We consistently found that a sizeable proportion of sequences from Ecuador did not cluster with other sequences from the country (54/160 sequences for the systematically subsampled data set, 48 to 51/160 for the randomly-subsampled data sets; File S3), and were therefore assigned as singletons and not associated with further virus spread within Ecuador detectable through genomic analysis. These singletons could in fact represent introduction events after which forward transmission in Ecuador did occur but this was not captured by the sample size of this study. We note that the majority of the singleton sequences were collected before mid-July (Fig S2); we speculate that they could represent predominantly early introduction events that occurred before the implementation of a national lockdown on March 16. While it is possible to establish a possible limit of dates on which each singleton was introduced, based on the last ancestral node inferred to have occurred outside of Ecuador, the precise importation date will fall somewhere between the inferred age of this preceding node and the collection date of the singleton sequence. The low sampling density in Ecuador and our subsampling schemes are likely to introduce uncertainty in estimating the age of these nodes and we therefore excluded these analyses from our results.
The remaining sequences (106/160 sequences for the systematically-subsampled data set) fell into two distinct categories. Firstly, 20 monophyletic clusters of Ecuadorian sequences were identified, capturing multiple introduction events and some local viral circulation patterns. These clusters were assigned to be separate Ecuadorian transmission lineages, named A through V (with exceptions detailed in the paragraph below). Each represents a single introduction event of the virus from an international destination, followed by local forward transmission in Ecuador (15).
Secondly, we identified two large monophyletic clusters that included sequences from international locations and Ecuador. These were not identified strictly as individual transmission lineages through our DTA approach, but rather as genetically similar groups of individual transmission lineages (Fig S3–S9). These results were likely driven by the phylogenetic placement of the non-Ecuadorian sequences resulting in the ancestral nodes being inferred to have existed outside of Ecuador (Fig 2A). While there is a possibility that these in fact represent multiple closely related yet independently introduced transmission lineages, we here label them as transmission lineage groups (highlighted with an asterisk, D* and H*) for summary purposes.
Table 1 provides details for each Ecuador transmission lineage (named sequentially according to the collection date of the earliest sequence in each lineage). We identify 82 (95% HPD: 81-84) SARS-CoV-2 introduction events from other countries into Ecuador through a robust counting approach (41). This estimate assumes that transmission lineage groups D* and H* are comprised of 2 and 3 individual transmission lineages respectively (with an additional singleton inferred as part of H*; Fig 2A). The detection lag (defined as the number of days between the inferred transmission lineage TMRCA and its earliest sampled sequence) ranged between 1 and 140 days (Table 1), with a median of 16 days (IQR: 7-31 days; Fig 2B, Fig S10).
Size and persistence of transmission lineages
Initial molecular clock analyses showed our data set contained strong temporal signal overall, although many sequences from Ecuador showed lower than average genetic divergence from the root (Fig 2C). The inferred TMRCAs of Ecuadorian transmission lineages ranged from February to November 2020 (Table 1); from this list, transmission lineages C and S are composed of pairs of sequences that share an epidemiological link.
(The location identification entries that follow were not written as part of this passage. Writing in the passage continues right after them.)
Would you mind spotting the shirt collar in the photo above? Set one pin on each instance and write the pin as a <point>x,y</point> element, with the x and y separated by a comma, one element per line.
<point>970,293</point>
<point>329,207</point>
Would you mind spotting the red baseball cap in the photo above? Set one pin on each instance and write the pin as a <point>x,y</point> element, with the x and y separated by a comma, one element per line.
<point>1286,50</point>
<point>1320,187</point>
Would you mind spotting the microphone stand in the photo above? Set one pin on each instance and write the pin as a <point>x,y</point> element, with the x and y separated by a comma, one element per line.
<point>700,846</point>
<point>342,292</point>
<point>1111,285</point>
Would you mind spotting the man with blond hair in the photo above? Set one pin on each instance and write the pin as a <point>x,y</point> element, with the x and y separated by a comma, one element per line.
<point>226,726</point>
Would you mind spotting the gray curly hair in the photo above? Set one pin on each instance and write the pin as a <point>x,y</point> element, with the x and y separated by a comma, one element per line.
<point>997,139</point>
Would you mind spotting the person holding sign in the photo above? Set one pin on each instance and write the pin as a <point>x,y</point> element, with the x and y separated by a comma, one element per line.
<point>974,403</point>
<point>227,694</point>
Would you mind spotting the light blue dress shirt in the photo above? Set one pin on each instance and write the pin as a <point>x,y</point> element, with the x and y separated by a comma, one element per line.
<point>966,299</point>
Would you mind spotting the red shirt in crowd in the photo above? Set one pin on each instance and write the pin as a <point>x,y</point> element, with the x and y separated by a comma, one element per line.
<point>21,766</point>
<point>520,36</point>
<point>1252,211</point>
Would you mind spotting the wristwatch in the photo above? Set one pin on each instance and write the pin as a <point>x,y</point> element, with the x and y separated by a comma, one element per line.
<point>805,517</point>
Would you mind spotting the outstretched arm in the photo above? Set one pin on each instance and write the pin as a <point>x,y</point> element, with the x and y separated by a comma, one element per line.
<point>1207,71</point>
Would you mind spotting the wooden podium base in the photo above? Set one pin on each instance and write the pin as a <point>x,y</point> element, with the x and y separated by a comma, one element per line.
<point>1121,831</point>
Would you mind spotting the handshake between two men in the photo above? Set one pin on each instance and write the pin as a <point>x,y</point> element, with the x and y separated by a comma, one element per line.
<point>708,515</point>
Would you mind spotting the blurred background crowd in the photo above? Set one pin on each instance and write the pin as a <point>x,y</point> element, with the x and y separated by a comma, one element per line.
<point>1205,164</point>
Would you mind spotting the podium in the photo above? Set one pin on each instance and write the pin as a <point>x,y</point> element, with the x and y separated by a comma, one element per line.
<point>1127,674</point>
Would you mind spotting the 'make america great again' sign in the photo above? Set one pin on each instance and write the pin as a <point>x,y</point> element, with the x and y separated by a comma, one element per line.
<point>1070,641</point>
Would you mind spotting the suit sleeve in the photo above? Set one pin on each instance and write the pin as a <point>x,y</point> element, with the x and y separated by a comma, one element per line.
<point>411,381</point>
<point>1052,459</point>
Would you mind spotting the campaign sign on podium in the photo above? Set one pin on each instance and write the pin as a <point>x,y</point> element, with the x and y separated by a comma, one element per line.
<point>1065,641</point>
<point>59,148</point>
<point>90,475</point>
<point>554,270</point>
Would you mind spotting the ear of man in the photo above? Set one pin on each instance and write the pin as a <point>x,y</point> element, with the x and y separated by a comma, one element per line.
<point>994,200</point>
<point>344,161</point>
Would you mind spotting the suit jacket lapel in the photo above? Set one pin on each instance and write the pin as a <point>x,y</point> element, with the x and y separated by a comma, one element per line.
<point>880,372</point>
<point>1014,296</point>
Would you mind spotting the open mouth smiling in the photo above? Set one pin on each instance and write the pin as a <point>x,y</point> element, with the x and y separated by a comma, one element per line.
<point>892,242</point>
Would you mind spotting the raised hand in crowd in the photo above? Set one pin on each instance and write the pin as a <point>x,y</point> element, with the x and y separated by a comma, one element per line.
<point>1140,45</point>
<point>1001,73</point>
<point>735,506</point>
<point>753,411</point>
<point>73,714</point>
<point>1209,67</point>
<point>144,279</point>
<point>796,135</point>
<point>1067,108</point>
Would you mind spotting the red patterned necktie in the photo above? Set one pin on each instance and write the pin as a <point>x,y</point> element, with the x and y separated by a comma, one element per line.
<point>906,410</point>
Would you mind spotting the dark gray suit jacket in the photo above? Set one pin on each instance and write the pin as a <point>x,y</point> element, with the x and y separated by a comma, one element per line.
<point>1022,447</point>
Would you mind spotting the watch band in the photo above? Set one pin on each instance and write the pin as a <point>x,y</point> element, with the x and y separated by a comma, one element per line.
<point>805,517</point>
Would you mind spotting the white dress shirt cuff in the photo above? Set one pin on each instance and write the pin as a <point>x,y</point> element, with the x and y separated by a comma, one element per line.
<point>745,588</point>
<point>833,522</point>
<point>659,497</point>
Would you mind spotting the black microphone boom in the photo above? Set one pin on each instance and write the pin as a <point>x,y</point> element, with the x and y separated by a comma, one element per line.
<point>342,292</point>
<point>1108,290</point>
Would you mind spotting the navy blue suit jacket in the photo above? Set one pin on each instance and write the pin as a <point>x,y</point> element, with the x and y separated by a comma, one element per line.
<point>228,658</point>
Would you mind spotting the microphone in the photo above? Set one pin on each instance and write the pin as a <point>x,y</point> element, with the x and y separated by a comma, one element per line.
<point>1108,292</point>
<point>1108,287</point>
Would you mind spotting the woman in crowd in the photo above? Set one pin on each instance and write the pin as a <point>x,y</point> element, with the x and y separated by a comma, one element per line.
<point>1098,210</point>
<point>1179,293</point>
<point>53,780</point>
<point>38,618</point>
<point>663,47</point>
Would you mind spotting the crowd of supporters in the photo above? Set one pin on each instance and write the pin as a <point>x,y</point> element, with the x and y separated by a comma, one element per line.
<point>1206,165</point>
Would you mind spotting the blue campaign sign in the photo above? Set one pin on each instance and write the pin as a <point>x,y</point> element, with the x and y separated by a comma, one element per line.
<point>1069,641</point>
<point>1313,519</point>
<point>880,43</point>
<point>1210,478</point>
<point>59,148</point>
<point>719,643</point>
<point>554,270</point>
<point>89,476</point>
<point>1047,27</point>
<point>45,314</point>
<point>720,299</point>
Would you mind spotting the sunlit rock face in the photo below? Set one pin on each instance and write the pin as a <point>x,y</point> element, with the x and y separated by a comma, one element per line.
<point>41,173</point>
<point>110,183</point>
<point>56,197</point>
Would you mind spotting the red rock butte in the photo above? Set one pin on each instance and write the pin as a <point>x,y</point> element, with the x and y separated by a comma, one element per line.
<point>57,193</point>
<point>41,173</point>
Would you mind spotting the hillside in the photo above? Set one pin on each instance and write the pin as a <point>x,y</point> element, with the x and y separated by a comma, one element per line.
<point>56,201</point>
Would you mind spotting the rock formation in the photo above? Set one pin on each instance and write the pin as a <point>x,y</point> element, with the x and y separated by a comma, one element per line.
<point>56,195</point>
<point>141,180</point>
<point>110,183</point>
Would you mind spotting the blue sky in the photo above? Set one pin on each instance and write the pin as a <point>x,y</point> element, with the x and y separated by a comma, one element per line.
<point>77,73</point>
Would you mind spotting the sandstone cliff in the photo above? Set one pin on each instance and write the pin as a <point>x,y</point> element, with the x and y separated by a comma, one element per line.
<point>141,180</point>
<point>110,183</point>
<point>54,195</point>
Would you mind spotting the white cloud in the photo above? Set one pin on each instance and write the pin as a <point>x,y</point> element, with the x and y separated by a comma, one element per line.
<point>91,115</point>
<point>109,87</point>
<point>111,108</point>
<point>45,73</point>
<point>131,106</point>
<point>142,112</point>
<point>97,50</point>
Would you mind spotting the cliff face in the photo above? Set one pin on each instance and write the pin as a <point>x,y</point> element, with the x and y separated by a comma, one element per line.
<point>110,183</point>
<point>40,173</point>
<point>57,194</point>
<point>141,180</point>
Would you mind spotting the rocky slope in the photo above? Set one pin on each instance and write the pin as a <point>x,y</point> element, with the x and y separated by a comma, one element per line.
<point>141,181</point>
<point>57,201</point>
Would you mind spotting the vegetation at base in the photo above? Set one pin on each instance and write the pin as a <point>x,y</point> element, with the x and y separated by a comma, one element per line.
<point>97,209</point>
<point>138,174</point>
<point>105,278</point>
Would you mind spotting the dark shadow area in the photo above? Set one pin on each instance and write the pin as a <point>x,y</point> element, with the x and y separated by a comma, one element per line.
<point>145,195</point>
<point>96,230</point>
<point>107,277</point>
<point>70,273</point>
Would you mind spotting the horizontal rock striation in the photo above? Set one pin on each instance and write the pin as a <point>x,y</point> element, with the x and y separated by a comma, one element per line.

The TMRCAs estimated for the two large transmission lineage groups D* and H* are the earliest in our data, however, these might not represent true lineage ancestors within Ecuador, because each group could represent more than one introduction from other countries. After excluding these larger groups, we still identified six transmission lineages for which the 95% HPDs of the TMRCA include a time point that predates the implementation of the national lockdown, set on March 16. Therefore, these transmission lineages likely correspond to introduction events that occurred before restrictions on incoming international flights were adopted in Ecuador. An additional four transmission lineages have TMRCA estimates between late March and November 2020. These may correspond to more recent introductions (following the progressive relaxation of the lockdown in Ecuador between May and September). The most likely exceptions to this are transmission lineages C (TMRCA: 2020.2412, 95% HPD: 2020.2328-2020.2446) and M (TMRCA: 2020.3278, 95% HPD: 2020.1864-2020.4187). Incomplete sampling of these lineages and detection lags could result in the date of introduction being substantially earlier than the date of the TMRCA (44), which would place the introduction date for these transmission lineages prior to the implementation of the lockdown.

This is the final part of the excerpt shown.